The ICB website does say where errors with the lender are concerned:
"your lender might have agreed to let you postpone payments for a period, but forgot to change the report it sends to ICB."
My question is are this CU correct in its interpretation of the agreed reduced payments still amounting to the account being in arrears - from my conversation with the CU and what I can pick up on the net its not 100% clear to me what the golden rule here is.


----------



## hobbs123 (6 Mar 2017)

Update on the above:
MABS and a mortgage lender have both come back with pretty much the same information. That as I had :

Proactively engaged with the CU before I knew I would get into difficulty (thereby did not miss a payment)
Met ALL agreed payments (full payments before the period of unemployment and the agreed reduced payments during that period)
Paid the balance of the reduced payments built up during the reduced payment period within a month or so of regaining employment 
Completed the full loan repayments thereafter 

that technically the ICB report stating this was a period of 'arrears' was not correct - there was an agreed reduced payment occurring during that 6 months.  MABS are saying to fight this, which I intend to do - that the CU can change the ICB report to
 a) can and should remove the arrears or 
b) (need further clarification) have the code updated to more accurately reflect the reduced payments and a note added to explain

Anyone any similar experience to this?


----------



## Sir Iowealot (7 Mar 2017)

It appears that the period of reduced payment was only a temporary agreement and your loan was not rescheduled which is common for all CU's as they need to ascertain can the member stick to the payments before a restructure can even be considered.
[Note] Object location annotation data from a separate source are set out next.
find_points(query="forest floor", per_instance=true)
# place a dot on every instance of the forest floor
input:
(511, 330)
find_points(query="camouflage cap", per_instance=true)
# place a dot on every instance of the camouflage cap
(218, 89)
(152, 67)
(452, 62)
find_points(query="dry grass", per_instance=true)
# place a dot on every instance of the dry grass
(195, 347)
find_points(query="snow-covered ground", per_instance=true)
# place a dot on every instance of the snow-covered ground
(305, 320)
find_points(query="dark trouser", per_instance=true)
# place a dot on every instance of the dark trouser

As there was no restructure, the credit union continued to report the original loan repayment amount as being due to ICB each month which resulted in the arrears showing up in your report. If as you say you have proof that the credit union failed to notify you of the effect reduced payments would have on your ICB you should follow the complaints procedure of the credit union and demand that they have your credit history amended. 

I should also make the point that if you had rescheduled the loan to a lower payment this would also have shown up on your ICB as a restructure and would still be effecting your mortgage application.


----------



## Gerry Canning (7 Mar 2017)

Present your case to CU.
I think at least ensure you get Cu to acknowledge your bona  fides in writing , to have on file should you need future credit.
You can then show your factual creditworthiness , as distinct from a system generated ICB.
I would think if you put nuff pressure on CU , they may amend.
Fully explain case on any mortgage application..


----------



## star32 (2 Apr 2017)

The credit unions do have a facility within their IT system that when a member enters into an agreement such as your own then M for moratorium will show up in ICB for the months your agreement in place. I would contact you credit union and challenge them because technically they should have put this in place.


----------



## hobbs123 (2 Apr 2017)

Thank you very much for this info star. While it was made clear to me via consumerhelp (CCPC) that the ICB report was not 'factually correct' I was unclear as to what / how the CU could / would update it. Your info there fills in the gap.Last I heard the CU are trying to get in touch with the Data Protection Department in the ICB in response to my relaying that CCPC/MABS info in the last correspondence I had with them. Will see how it unfolds. Much appreciated again - good to know for when they get back to me.


----------



## newtothis (15 May 2017)

hobbs123 said:


> Last I heard the CU are trying to get in touch with the Data Protection Department in the ICB in response to my relaying that CCPC/MABS info in the last correspondence I had with them. Will see how it unfolds.



Is there any update on this?


----------



## hobbs123 (15 May 2017)

After a few follow-ups they acknowledged that it was incorrect. Waited for a month to pass for update to take effect and received cleaned ICB report just last week. Thanks for help and support here.


----------